It’s a decision I stand by – since our household was lucky enough to forgo my full-time salary, which is not the case for many parents. But even then, was it really a choice? Or was it the only option presented to me, preordained by a system that still expects mothers to sacrifice everything for their kids?

Watson notes remote work isn’t perfect, pointing to what sociologists call the “flexibility paradox”: women working from home are viewed as caretakers first, whereas men working from home must mean they need to focus. “Remote work also won’t erase the motherhood penalty or the unequal share of unpaid work,” she said, “but it certainly does blunt the consequences.”

Andrea DeKeseredy, a sociology doctoral student at the University of Alberta who researches gender inequality and family-work conflict, says remote work has other negative effects, too – such as amplifying who has the “privilege of predictability” and who doesn’t.
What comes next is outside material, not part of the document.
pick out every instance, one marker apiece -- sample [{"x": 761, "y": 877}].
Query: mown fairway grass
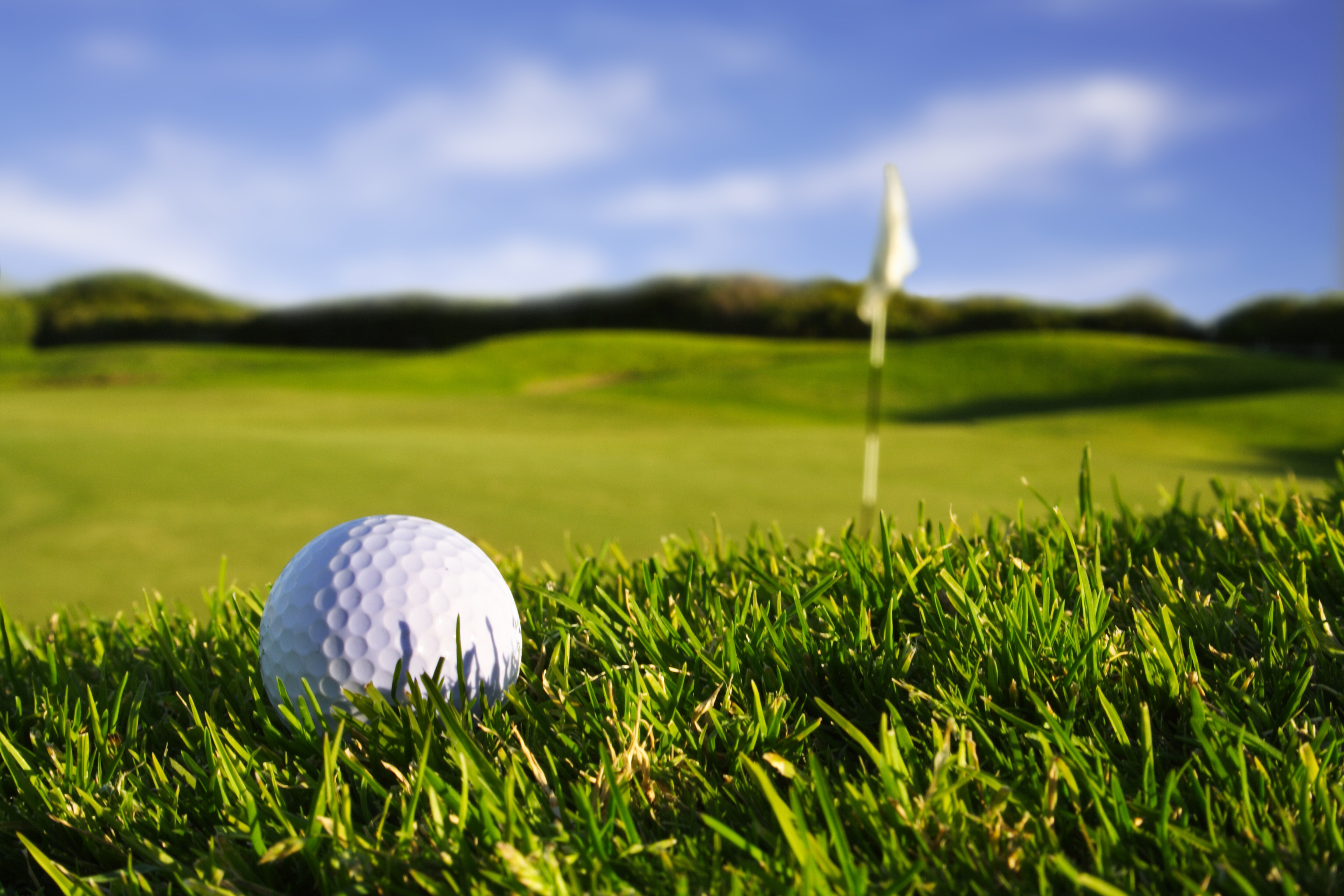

In many families, the higher-earning partner – most often a man – heads to the office at the same time each day, while the parent working from home is “sequestered” into unpredictability. She might need to pick up a sick child, run to the doctor, preside over the plumber’s visit and manage other unexpected tasks of the day.

“Still,” DeKeseredy said, “remote work helps women balance their many roles, no doubt. And it’s so frustrating, as a researcher and a mother, to see this changing.”

For Adrian, the story ends on a rare high note. She landed an “even better job” at a national company that allows her to work completely from home. Her husband now works half of the time from home as well, which means they can share house responsibilities and parenting duties, while still getting their respective jobs done. And the arrangement allows Adrian to leave the house for more than just work or kids, but for herself.

“As opposed to feeling like I’m always servicing someone else and failing, like so many working mothers do, the flexibility I found allows me to be an actual person, with a career and kids and also a life that I enjoy,” she said. “What a concept.”